When confronted with the allegations that he had sexually attacked two women, Ilardi had a response straight out of a psychology textbook. According to the New York Office of Professional Medical Conduct, he said that everything he had been accused of – exercising undue influence on a patient, willfully abusing a patient and sexual contact between a psychiatrist and a patient – did not apply because the women who accused him of these things were his coworkers, not his patients.
Let's just assume for a minute that the difference matters. A doctor like Ilardi might ask, "But did you ever counsel these women, prescribe them drugs, treat them as if they were patients?"

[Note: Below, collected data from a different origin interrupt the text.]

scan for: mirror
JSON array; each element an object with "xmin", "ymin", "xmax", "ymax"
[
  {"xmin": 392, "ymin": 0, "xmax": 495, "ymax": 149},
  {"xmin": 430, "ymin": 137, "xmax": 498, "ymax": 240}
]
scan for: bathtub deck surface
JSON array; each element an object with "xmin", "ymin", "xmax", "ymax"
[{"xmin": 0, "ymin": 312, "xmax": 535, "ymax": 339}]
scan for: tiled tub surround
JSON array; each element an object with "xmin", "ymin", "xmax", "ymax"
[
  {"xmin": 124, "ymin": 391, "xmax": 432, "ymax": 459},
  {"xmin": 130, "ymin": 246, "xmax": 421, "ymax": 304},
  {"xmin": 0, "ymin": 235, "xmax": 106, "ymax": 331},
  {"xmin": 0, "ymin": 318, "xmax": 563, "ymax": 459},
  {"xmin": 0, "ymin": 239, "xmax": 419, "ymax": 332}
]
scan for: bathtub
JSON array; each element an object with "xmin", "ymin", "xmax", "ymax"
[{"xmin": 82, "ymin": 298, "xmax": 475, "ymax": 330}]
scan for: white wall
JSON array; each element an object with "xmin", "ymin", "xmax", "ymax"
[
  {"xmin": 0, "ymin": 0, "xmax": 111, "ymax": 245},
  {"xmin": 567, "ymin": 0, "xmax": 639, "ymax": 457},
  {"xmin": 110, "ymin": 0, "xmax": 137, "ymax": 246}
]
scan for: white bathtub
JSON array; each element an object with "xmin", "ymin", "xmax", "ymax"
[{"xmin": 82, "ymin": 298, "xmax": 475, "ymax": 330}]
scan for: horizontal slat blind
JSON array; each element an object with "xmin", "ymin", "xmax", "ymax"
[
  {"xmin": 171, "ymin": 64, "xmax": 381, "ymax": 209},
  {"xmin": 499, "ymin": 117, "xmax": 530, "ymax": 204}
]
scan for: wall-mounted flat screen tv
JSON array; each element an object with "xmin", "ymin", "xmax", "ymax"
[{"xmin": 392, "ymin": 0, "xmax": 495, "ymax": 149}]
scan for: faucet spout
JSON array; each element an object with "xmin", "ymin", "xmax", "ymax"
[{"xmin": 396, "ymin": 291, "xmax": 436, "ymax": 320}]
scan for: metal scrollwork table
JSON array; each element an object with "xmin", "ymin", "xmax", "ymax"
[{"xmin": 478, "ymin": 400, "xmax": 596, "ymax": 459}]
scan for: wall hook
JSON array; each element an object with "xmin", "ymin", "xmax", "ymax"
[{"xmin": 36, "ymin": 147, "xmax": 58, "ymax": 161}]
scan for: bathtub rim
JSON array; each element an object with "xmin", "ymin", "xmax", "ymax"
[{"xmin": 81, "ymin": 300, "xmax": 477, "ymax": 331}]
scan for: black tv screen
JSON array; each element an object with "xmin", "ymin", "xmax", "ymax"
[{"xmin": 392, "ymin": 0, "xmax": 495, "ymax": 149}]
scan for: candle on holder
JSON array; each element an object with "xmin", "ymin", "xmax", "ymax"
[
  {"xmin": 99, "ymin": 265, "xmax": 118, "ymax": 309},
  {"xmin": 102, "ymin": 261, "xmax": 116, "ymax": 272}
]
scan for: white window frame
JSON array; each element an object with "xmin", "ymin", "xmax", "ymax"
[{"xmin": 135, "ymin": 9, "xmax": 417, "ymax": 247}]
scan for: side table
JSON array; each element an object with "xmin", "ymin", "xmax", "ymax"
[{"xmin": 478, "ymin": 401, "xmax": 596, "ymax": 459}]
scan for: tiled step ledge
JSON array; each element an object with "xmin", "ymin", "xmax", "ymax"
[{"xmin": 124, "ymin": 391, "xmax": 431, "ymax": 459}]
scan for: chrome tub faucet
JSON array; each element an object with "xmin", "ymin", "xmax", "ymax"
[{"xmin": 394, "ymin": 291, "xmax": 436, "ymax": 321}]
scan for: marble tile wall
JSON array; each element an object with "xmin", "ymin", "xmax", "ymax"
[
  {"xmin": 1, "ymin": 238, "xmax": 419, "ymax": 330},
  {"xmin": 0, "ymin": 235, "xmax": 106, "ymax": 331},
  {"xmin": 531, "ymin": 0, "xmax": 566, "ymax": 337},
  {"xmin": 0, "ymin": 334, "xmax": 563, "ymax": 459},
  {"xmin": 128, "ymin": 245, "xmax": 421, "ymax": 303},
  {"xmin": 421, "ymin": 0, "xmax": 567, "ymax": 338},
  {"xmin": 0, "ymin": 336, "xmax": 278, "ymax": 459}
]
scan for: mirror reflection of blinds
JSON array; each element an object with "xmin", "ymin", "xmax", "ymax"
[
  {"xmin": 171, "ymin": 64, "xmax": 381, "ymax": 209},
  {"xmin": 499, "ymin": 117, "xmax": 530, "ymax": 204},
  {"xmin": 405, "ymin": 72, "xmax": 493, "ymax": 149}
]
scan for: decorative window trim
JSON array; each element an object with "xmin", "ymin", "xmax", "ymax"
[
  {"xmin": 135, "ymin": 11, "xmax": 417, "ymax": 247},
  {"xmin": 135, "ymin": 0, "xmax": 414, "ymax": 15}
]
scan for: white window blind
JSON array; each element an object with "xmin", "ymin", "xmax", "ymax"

And the truth, according to the New York investigators, would be yes. A woman identified by New York only as "L.H." was his patient. And one day in 2003 he told her that the drugs and the counseling and the working through her feelings were just sideshows. He told L.H. that what she needed was a "good old-fashioned roll in the hay." And then he exposed himself and tried to force her to perform a sex act on him. She refused, and so he bided his time. When the opportunity arose again, he was even more aggressive, according to the New York agency.
Around the same time, he also attacked a mental health specialist who worked at the hospital where he was a staff psychiatrist. He told the agency that she hadn't been a patient. No foul. And yet this did not end up mattering to the state of New York.
In June 2007, the agency forced him to give up his license.
None of this actually happened in New York. It happened at Charter North Star Hospital, now North Star Behavioral Health, a psychiatric hospital in Anchorage. In October 2006, Ilardi surrendered his license in Alaska, but, to this day, there are no details about the case on the Alaska State Medical Board's Web site.
If Ilardi had not also been licensed in New York, the record of what he did would not be found anywhere on the Internet.
He was licensed in Maine, too, and even Maine provides more information about what happened in Alaska, although not much. Unlike the Alaska record, Maine makes it clear that the reason Ilardi ended up in trouble in the first place was because North Star kicked him off its staff. As a result of that, Ilardi was prevented from renewing his medical license in Maine in 2005.
Final question: Does the Alaska State Board read its own secret files? When Ilardi asked that he be reinstated in Alaska, the state board denied his request in January 2010. The board didn't base its decision on what Ilardi did in Alaska, though. It based the decision on the fact that New York and Maine had taken action against his license and because he apparently also lost the ability to practice in the United Kingdom and New Zealand. Talk about compartmentalization.